Заранее уверен, что многие останутся недовольны романом, — один скажет: это место неверно, другой — этого не было на самом деле, а было так, третий — возмутится моим тоном, четвертый обидится, что мало говорится о партии, пятый скажет, — какой черт мне знать, что делали во время революции Катя и Даша, и т. д… Тут ничего не поделаешь. Важен факт: роман о победившей революции, в общих своих линиях изображающий правду, какой она была.

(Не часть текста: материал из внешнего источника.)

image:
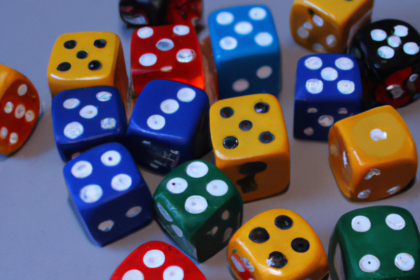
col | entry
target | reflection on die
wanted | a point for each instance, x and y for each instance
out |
(277, 244)
(108, 192)
(372, 154)
(380, 242)
(199, 207)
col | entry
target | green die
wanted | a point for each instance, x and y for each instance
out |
(380, 242)
(200, 207)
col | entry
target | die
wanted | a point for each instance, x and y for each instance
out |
(169, 125)
(86, 117)
(250, 144)
(389, 58)
(372, 154)
(108, 192)
(246, 50)
(277, 244)
(323, 26)
(159, 261)
(328, 89)
(379, 242)
(199, 207)
(19, 109)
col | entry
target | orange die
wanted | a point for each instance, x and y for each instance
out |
(250, 144)
(372, 154)
(277, 244)
(19, 109)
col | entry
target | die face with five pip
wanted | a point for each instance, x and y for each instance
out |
(19, 109)
(380, 242)
(199, 206)
(372, 154)
(328, 26)
(246, 50)
(158, 261)
(250, 144)
(109, 193)
(277, 244)
(328, 89)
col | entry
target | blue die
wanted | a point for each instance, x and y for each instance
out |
(87, 117)
(246, 51)
(108, 191)
(169, 125)
(328, 89)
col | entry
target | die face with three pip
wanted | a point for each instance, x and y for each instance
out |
(169, 125)
(250, 144)
(328, 89)
(372, 154)
(200, 208)
(246, 50)
(328, 26)
(277, 244)
(19, 109)
(109, 192)
(380, 242)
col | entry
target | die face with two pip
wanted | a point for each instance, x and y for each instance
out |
(108, 192)
(372, 154)
(246, 50)
(200, 208)
(277, 244)
(158, 261)
(328, 89)
(19, 109)
(250, 144)
(328, 26)
(380, 242)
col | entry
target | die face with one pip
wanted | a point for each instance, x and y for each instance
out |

Повторяю, дорогой Вячеслав Павлович, если Вы со мной не согласны, то лучше откажитесь теперь же от печатания романа. В «Ленинградской правде» я напечатал на пасхе отрывок — 180 строк — о «Русских людях» и о заседании в Смольном. Через несколько дней мне звонили из редакции, прося еще отрывок. Я дал им 200 строк о Корнилове (у Вас этого еще нет). Отзывы о первом отрывке были самые благоприятные. Разумеется, в заглавии упомянуто, что роман печатается в «Новом мире».
В воскресенье я уезжаю в Екатеринодар, с неделю поболтаюсь в исторических местах и вернусь в Питер по Волге, где и буду писать. Рукопись пришлю к первому июня. Деньги, 400 рублей, сегодня получил, благодарю.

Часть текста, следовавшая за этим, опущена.